Pan-dems stoke fear of the PLA bogeyman
- Opposition lawmakers have resorted to the usual insults and scaremongering by questioning why soldiers from the Hong Kong garrison were allowed to help in the Typhoon Mangkhut clean-up
Lawmakers who represent Hong Kong people should thank the army garrison for sending hundreds of soldiers to help clean up debris and felled trees in country parks after Typhoon Mangkhut battered the city in September.
It wasn’t their job, only a charitable act. Cynics may call it a public relations exercise. Whatever it is, the 400 or so People’s Liberation Army soldiers had performed a useful service for the city.
But at a formal meeting in the legislature, opposition lawmakers Raymond Chan Chi-chuen and Claudia Mo Man-ching resorted to the usual insults and scaremongering by questioning why the soldiers were allowed outside their barracks, and to wear uniforms.
Chan asked whether the government would urge soldiers not to wear uniforms while performing volunteer or charitable work, the implication being that such appearances would scare the living daylights out of ordinary people.
Mo wanted to know whether the clean-up operation meant PLA soldiers could now go anywhere they wanted in Hong Kong.
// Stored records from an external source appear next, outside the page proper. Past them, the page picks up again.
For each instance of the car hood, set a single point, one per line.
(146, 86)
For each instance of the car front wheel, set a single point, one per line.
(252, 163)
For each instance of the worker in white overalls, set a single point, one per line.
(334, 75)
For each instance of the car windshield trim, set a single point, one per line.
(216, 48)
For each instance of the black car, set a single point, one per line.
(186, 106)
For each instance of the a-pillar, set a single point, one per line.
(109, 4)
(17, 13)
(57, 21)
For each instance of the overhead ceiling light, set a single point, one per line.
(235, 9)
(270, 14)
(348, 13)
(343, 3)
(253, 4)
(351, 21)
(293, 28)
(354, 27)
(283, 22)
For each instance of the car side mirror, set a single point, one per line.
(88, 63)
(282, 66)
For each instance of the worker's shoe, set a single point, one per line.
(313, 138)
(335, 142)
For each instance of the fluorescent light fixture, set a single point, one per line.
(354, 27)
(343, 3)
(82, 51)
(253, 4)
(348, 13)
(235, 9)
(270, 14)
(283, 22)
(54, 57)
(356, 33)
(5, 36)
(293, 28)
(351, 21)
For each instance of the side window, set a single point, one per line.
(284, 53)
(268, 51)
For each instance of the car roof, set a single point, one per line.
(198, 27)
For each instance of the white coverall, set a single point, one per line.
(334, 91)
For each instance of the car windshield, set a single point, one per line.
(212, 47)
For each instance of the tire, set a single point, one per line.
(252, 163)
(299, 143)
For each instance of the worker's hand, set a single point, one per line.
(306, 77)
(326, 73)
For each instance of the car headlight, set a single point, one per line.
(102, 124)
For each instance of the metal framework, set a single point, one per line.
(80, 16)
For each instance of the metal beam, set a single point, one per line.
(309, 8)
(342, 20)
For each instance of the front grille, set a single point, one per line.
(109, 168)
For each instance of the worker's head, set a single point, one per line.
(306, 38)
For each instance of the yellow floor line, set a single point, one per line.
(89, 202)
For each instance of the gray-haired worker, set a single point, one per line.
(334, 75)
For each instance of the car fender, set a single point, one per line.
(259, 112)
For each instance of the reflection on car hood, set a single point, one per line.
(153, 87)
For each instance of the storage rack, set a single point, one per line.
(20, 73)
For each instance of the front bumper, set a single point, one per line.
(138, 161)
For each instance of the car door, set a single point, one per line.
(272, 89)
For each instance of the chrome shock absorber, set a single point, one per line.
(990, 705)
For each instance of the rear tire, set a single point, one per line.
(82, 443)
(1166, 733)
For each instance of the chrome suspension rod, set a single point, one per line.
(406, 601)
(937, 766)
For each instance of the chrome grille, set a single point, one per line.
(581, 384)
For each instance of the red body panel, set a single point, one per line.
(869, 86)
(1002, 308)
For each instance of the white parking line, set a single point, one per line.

She asked: “Has the government thrown its door wide open to allow PLA soldiers to walk around the city?”
Under the Basic Law and other long-standing laws of Hong Kong, the army is not allowed to interfere in Hong Kong affairs.
But PLA soldiers in the past have donated blood, cleaned elderly homes and visited kindergartens as well as performed as military bands at various official and social functions.
They have cleaned beaches and planted trees. Such activities have not previously caused controversy. Are Chan and Mo saying soldiers can plant trees but not clean them up after a big storm?
Mo also demanded a definition of “a charitable event” that would allow the PLA to send soldiers outside the barracks. How about clearing felled trees?
In reality, such pan-democrat politicians are not worried that the PLA may try to interfere in local affairs and start rolling tanks onto our busy streets. What they want is to have no interaction between locals and the army so as to keep up the latter’s bogeyman image for the public.
God forbid if Hong Kong people find that PLA soldiers sent to Hong Kong turn out to be well-trained and highly disciplined, and that they perform useful community services from time to time to enhance their public image among the locals.